RESERVATION OF TITLE
Property in any product supplied by the Seller shall, notwithstanding delivery to the Customer, remain with the Seller until the Seller has received:
(a) The total price payable under the relevant invoice; and
(b) Any sum payable by reason of an invoiced sum due under an invoice in respect of an earlier order.
(c) Risk of damage to or loss of any product supplied by the Seller shall pass to the Customer on delivery or if the Customer wrongfully fails to take delivery at the time when delivery is intended. Until such time as title passes to the Customer, the Customer shall hold the products as the Seller’s fiduciary agent and bailee. The customer shall label all products as the Seller’s property and shall ensure that the products are insured with a reputable insurance company.
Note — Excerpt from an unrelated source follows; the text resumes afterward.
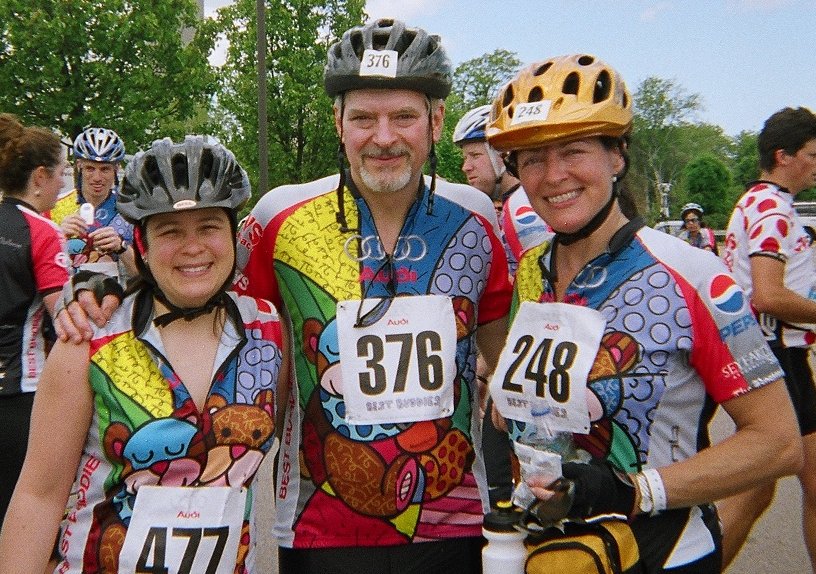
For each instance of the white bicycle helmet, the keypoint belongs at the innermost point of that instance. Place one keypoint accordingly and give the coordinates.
(471, 129)
(99, 144)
Until title in the product passes to the Customer, the Seller shall be entitled at any time to require the Customer to deliver up the products and if the Customer fails to do so forthwith to enter upon the premises where the products are stored to repossess the same and the Customer shall allow the Seller or any other person nominated by the Seller access or procure the access as aforesaid to enable the Seller to repossess the same.
MISCELLANEOUS
(a) These conditions govern the contract to the exclusion of any other terms and conditions and supersede all prior agreements and representations. No variation or amendment to these conditions shall be binding unless agreed in writing and signed by the parties.
(a) This Agreement shall be governed and constructed in accordance with English law and each of the parties irrevocably submits to the exclusive jurisdiction of the English Courts.